Lately I’ve been running multiple Claude agents in parallel using claude agents mode. The thing that made it click was worktrees. I want to lay out the benefits of this workflow and note what worked and what didn’t, so the next iteration is easier.

Claude Code has a built-in EnterWorktree tool. It spins up a new worktree inside the current directory’s .claude folder and moves my working directory into it. For a single session that works well. Once I’m working on several tasks at once, I need a new terminal window per task, and I have to flip between each to check progress and approve changes.

Claude agents mode fixes the window problem. I monitor independent sessions and switch between them inside one terminal. No more four terminals. No more guessing which task is done or waiting on review. That alone was a nice upgrade.

Once I had agents mode, I wanted to isolate each agent’s task so I could run several in one repo and still search a second repo for context while I worked. The classic case is a frontend that depends on a separate backend.

Here the built-in worktree tool fought me. The moment an agent enters a worktree, its working directory moves into that subdirectory. It loses easy sight of everything else.

The Skill

begin-worktree creates the worktree wherever I point it. It auto-installs node modules so the tree is actually runnable, makes sure the worktree is tracking the correct git origin, and keeps the agent’s working directory where agents mode was initialized. The agent does its work isolated from other in-flight tasks. It still holds context over the backend repo and the up-to-date main checkout.

For a while I couldn’t explain why this felt better than the default. The wins I kept listing were:

  • less stashing
  • better commit timing
  • not accidentally picking up another agent’s work

The underlying theme is that every unit of work has a stable home that doesn’t move when my attention moves.
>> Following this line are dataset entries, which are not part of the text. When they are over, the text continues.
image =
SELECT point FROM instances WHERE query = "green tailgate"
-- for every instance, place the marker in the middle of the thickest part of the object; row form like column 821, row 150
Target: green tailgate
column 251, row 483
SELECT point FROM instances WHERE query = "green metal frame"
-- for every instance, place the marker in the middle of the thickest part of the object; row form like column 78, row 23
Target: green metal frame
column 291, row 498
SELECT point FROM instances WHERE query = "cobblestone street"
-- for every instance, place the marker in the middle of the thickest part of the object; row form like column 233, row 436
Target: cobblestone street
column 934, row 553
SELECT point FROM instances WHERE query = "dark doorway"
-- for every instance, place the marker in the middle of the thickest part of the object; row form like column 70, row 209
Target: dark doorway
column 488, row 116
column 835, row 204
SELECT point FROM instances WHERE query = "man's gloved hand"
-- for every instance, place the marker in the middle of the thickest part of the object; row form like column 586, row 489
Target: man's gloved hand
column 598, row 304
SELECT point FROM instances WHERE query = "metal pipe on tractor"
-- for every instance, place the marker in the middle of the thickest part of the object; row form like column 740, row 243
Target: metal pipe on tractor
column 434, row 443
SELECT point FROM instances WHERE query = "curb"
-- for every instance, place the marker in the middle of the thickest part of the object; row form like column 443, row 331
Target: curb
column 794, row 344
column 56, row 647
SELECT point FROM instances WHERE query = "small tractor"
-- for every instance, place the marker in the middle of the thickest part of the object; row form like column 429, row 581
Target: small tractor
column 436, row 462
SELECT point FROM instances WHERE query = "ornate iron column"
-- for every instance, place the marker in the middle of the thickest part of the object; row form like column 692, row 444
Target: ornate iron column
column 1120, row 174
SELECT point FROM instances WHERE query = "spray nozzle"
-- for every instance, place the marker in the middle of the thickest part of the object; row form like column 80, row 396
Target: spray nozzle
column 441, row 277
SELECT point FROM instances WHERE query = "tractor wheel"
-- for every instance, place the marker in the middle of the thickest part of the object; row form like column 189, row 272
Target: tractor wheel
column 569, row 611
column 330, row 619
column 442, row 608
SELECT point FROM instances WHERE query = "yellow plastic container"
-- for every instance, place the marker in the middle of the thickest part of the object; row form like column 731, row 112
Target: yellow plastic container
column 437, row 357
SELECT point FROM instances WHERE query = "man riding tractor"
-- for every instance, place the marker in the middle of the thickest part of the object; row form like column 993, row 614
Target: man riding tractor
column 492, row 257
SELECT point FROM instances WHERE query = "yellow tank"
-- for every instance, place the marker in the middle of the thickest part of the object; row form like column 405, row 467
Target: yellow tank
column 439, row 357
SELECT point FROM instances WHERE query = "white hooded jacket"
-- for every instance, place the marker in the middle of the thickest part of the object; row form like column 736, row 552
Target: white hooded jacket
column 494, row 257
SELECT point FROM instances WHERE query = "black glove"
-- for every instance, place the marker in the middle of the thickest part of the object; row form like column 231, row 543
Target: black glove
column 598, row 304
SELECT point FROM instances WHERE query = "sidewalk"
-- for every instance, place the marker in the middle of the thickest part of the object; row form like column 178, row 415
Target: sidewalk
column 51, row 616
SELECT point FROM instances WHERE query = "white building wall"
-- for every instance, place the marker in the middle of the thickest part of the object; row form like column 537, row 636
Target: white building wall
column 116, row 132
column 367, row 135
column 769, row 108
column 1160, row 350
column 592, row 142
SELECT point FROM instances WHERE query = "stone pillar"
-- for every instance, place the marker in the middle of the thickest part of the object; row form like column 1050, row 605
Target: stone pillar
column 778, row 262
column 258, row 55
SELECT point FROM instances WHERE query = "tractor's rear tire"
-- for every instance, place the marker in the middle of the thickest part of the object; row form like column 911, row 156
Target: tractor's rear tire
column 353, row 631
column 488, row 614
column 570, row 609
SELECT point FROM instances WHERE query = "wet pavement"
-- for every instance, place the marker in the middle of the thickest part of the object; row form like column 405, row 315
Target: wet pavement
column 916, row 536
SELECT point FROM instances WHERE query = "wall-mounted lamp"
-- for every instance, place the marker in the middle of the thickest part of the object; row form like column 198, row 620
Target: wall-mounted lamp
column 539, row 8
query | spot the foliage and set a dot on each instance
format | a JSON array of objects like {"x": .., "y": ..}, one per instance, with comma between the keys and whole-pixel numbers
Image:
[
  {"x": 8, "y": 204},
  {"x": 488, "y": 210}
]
With a single checkout, the repo holds one state at a time. Whatever I touched last. To switch tasks cleanly I commit what’s there first, and that forces a commit before the work is ready. A premature commit is one more thing to review and untangle later. Worktrees mean I never switch branches at all. Each task keeps its own staged changes, unstaged changes, and commits, right where the agent left them. I point the agent back at its worktree and it picks up exactly where it stopped. That’s the real velocity gain. It’s not a git trick. I skip the untimely commit and the cleanup it creates.

Here’s the trade I danced around for a while. The default moves me into the worktree, so I physically can’t touch main. Isolation comes free, context costs a step. My skill flips it. The agent stays in the parent, so context is free and isolation is now the thing I have to enforce. Every edit, install, and test run has to route to the worktree path, not the main checkout sitting right next to it. The skill enforces what used to be automatic. For one person running long features across repos, I think that trade is worth it.

The payoff is that I can work on long-running features without switching branches. Less stashing, cleaner commit timing, no cross-contamination. The main repository stays on origin for up-to-date code research by both me and Claude. That last bit is a quietly good context addition during development, and especially when chasing an active bug.

It’s a simple change with a lot of context benefit. It makes monitoring many sessions much simpler. I’ve heard there are other tools with similar setups. I enjoy rolling my own skills tailored to my setup, and building it is partly how I understand it.

A Couple Things to Watch

Worth flagging for anyone trying this. Worktrees isolate files and branches. They do not isolate ports or databases. Two agents running the app against localhost:3000 or the same dev DB will step on each other, even with their code fully separated. Most dev servers auto-bump to the next free port, so the port half usually sorts itself out. The shared database is the one to watch.

Worktrees also accumulate. A fresh one per task is great until I have a graveyard of stale ones, and letting agents create them makes that worse, so pruning has to be part of the routine. A reference checkout only stays up to date if something actually pulls. One that’s drifted is just a confidently stale one.

I can’t fully prove the velocity gain. It’s anecdotal, but real enough that I keep building on it. The short version: context-by-default isolation for a solo orchestrator. The clearest win so far is never committing before the work is ready. I suspect there’s more, and I’ll know as I keep running it.

Running agents in parallel is only half the problem. The other half is what happens to all that code once it lands. Four agents producing four PRs drops four reviews on one person at once, and review doesn’t parallelize. So the next thing on my mind is a feature-development harness that reviews and tests each agent’s work before it reaches me. That’s a bigger topic, so it’s getting its own post.